Ainsi, le 4 août 1995, certaines dispositions qui figuraient à l'article 2 ont
été réintroduites dans l'article 1er. A cette occasion, le législateur a fait
un peu de « ménage » - si j'ose employer ce terme - à l'égard des dispositions
concernant la France d'outre-mer. C'est donc un article auquel on a touché. Il
est par conséquent permis de continuer.
On aurait également tort de reprocher au Gouvernement de vouloir inscrire,
avec la notion de décentralisation, un concept flou au sein de l'article 1er
puisque c'est un article affirmant des principes. Or les principes offrent par
essence une latitude d'interprétation. Pour reprendre la formule de René
Cassin, je dirai que c'est en quelque sorte un « préambule prolongé ».
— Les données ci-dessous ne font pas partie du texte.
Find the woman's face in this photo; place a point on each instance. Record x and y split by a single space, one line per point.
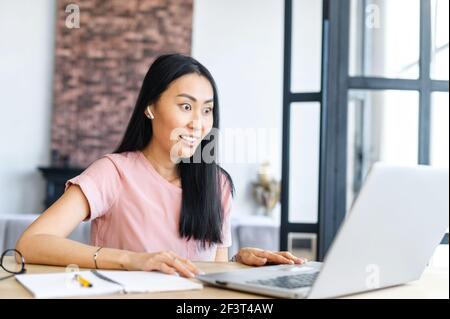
183 115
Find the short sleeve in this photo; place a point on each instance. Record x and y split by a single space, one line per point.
101 184
227 201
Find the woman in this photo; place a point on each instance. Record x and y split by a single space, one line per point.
154 203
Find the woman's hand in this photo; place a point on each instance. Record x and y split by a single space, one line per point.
259 257
166 261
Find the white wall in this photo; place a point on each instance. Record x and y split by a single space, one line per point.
241 43
26 67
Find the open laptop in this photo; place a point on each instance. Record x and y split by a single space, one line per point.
388 237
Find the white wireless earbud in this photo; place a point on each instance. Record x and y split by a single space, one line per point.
149 113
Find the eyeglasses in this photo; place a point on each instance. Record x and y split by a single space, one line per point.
12 262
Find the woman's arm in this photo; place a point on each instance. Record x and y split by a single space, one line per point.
45 242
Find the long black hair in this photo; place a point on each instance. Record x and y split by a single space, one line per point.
201 215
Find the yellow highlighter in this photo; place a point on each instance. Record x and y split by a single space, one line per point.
83 281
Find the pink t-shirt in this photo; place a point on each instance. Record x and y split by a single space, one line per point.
134 208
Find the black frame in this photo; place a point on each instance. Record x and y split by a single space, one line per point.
333 139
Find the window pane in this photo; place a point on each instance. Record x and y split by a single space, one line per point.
304 162
439 39
439 129
306 45
382 126
384 38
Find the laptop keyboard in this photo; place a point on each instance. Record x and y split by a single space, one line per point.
288 282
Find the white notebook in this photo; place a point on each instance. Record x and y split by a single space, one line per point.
59 285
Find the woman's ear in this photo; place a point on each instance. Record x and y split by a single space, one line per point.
148 112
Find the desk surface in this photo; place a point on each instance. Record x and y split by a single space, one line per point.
433 284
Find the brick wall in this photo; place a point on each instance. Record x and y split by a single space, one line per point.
100 66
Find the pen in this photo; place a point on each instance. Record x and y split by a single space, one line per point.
83 281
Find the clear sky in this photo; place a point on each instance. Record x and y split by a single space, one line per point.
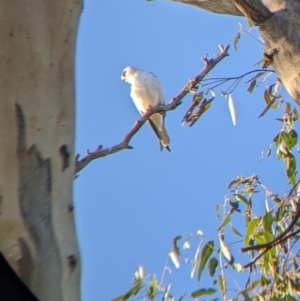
130 205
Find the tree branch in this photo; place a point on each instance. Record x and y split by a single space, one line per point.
282 236
124 144
253 10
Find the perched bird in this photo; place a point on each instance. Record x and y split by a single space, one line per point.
146 90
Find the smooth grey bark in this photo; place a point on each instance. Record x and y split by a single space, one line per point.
37 88
279 30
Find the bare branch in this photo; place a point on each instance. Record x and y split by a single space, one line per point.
100 153
253 10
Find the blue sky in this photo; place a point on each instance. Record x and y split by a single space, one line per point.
129 206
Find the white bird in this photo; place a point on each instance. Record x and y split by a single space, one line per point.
146 90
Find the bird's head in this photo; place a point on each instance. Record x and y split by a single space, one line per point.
128 74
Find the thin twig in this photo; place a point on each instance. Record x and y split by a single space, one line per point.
282 236
100 153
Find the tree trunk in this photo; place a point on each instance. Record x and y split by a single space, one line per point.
37 88
278 22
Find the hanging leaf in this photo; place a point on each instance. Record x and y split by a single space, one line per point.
212 265
196 261
175 246
294 137
175 259
236 39
251 86
152 291
267 221
236 232
205 254
225 250
203 292
225 222
295 114
232 109
241 198
222 284
251 230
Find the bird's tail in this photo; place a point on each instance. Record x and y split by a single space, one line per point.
164 137
161 131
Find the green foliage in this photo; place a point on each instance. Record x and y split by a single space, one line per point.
268 266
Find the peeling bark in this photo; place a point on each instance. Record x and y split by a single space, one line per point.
278 22
37 54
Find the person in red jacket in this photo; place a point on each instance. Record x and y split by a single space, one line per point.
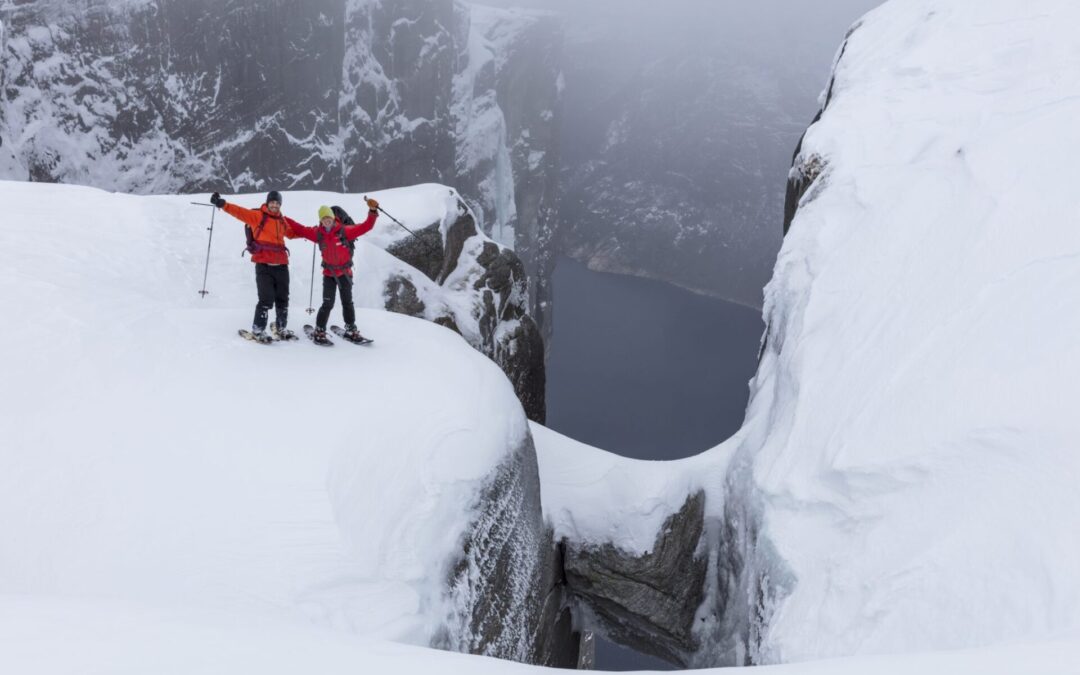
336 241
267 229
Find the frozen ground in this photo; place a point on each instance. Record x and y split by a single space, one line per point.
172 497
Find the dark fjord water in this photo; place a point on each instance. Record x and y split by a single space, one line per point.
647 370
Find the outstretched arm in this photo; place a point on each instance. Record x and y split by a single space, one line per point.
250 217
355 231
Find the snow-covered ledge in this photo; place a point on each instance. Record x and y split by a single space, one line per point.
180 476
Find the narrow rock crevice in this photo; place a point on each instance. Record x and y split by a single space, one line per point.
646 602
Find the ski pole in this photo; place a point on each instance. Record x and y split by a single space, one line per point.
426 244
311 295
203 293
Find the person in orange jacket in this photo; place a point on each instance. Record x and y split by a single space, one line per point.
336 241
266 229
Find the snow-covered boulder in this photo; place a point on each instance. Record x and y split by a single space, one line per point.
449 272
153 461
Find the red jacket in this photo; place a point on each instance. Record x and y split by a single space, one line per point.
337 256
270 232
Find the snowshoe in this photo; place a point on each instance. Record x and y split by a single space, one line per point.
260 337
319 337
283 334
350 334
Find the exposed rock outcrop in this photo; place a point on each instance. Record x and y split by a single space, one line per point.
462 260
505 595
158 96
648 602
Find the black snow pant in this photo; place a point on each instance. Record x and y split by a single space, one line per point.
272 283
331 285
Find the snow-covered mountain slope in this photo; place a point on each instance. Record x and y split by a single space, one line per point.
177 500
906 477
153 463
919 458
153 97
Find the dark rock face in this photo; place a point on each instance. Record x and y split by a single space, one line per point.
192 95
647 602
496 279
505 593
401 297
807 170
423 252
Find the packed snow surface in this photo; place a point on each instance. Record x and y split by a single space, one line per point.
159 471
910 449
914 432
175 499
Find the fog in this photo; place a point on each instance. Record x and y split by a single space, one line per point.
717 94
679 121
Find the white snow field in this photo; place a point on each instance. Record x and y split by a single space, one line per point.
176 500
159 473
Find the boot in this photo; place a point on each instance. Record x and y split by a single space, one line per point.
282 334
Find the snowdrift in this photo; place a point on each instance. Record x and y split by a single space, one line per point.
906 477
157 468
D'ailleurs, dire que la République est sociale n'est pas beaucoup plus précis
que d'affirmer que son organisation est décentralisée. La notion de République
sociale donne aussi lieu à de nombreuses interprétations, et Dieu sait s'il y
en a eu !
M. Robert Bret.
C'est comme l'égalité !
M. Michel Charasse.
Mais c'est vieillot !
M. Patrick Devedjian,
ministre délégué.
Bien entendu ! Et ce sont là des concepts sur lesquels
le débat politique trouve légitimement et noblement à s'exprimer. Mais il ne
faut pas reprocher aux principes d'être flous lorqu'ils peuvent donner lieu à
interprétation.
Dans quel contexte constitutionnel s'inscrit le principe de décentralisation
?
J'indique qu'il s'inscrit naturellement dans le contexte constitutionnel de
l'article 3, afin d'apaiser les craintes de M. Pierre Mauroy.
L'article 3 dispose que : « La souveraineté nationale appartient au peuple qui
l'exerce par ses représentants et par la voie du référendum. Aucune section du
peuple ni aucun individu ne peut s'en attribuer l'exercice. » Fort
heureusement, personne ne veut toucher à l'article 3, lequel confirme le
caractère indivisible de la République inscrit à l'article 1er et éloigne toute
menace de dérive fédéraliste. Il n'y a donc nulle raison de craindre une dérive
fédéraliste...
M. Michel Charasse.
Cela reste à démontrer !
M. Patrick Devedjian,
ministre délégué.
... parce qu'elle serait précisément contraire à la
disposition de l'article 3 qui affirme qu'aucune section du peuple ni aucun
individu ne peut s'attribuer l'exercice de la souveraineté nationale.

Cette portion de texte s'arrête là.